Mas então, na primeira reunião, ele disse: “Sim, ok, mas é quase como se houvesse um microscópio no meu rosto o tempo todo? Então, basicamente, se eu esfregar as mãos ou tossir, as pessoas enlouquecerão? E eu disse: “Sim!” Então ele entendeu logo o desafio, que é que cada coisa que ele faz gera sentido, ele é examinado pela câmera, pelos personagens. E então é realmente muito físico. Ele encarou isso como um desafio de ator, que eu subestimei. E ele entendeu isso imediatamente.

A âncora do filme é Juliette Gariépy, que era mais modelo antes de fazer o filme. Como você a escolheu para interpretar Kelly-Anne, que também é modelo?

Acho que para resumir isso a uma coisa, é puro magnetismo. A única maneira deste filme funcionar é se você, como público, olhar para ela da mesma forma que ela olha para o assassino. Então você tem que pensar, OK, há algum perigo escondido abaixo, mas você não tem certeza do que é. Mas você não pode desviar o olhar. Ela tem aquela sensação de perigo, mas de uma forma muito fotogênica e magnética.

Há mais do que isso. Obviamente, é um grande papel a desempenhar. É muito físico. Ela aprendeu a jogar squash. Ela aprendeu sobre criptomoeda. Ela aprendeu muitas coisas. Fiz com que ela assistisse a filmes, ouvisse playlists de músicas que fiz curadoria para ela. É um papel adequado. E não só isso, mas Juliette é muito diferente de seu personagem. Ela é muito alegre, muito engraçada, muito expressiva. Mas há algo nos olhos dela… a loucura, como os olhos de Klaus Kinski. Você é tipo, Oh meu Deus.

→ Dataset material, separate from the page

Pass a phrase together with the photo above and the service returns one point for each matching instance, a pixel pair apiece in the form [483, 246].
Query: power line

Há uma grande diferença entre as pessoas que procuram filmes de terror na dark web e os espectadores que amam filmes de terror sangrentos. Mas você espera que o filme abale as pessoas que gostam de coisas sombrias? Isso te abalou em termos de apetite por violência nos filmes?

Acho que há duas coisas acontecendo aqui. Acho muito mais fácil assistir a um filme ingênuo, explorador, às vezes sangrento e tenso. eu posso assistir Holocausto Canibal. eu posso assistir Hostel. Mas filmes cruéis são mais difíceis para mim – embora às vezes haja uma linha tênue. Existem cineastas que criam personagens para esmagá-los e dominá-los. Um bom (Lars) von Trier não era assim, mas o mau von Trier, eles são inacessíveis para mim. O cara é muito sádico. Ele é muito niilista. Não é nada divertido nisso.

Ter a cabeça decepada em um filme de Tarantino com sangue jorrando é muito diferente do tormento psicológico de um filme. Portanto, há uma linha, mas acho que a linha é: tem que se resumir à visão de mundo do cineasta. Eles estão apenas dizendo que tudo é uma merda e que todos nós vamos morrer? Ou há algo mais? Há um pouco de luz? E mesmo que eu tenha feito, é claro, um escuro filme, tento fazer com que os personagens tenham algum tipo de redenção. Há luz no fim deste túnel tão escuro, o que é importante, nem que seja para darmos continuidade ao nosso dia a dia. Não anseio por finais felizes, mas me dê um pouco de ar!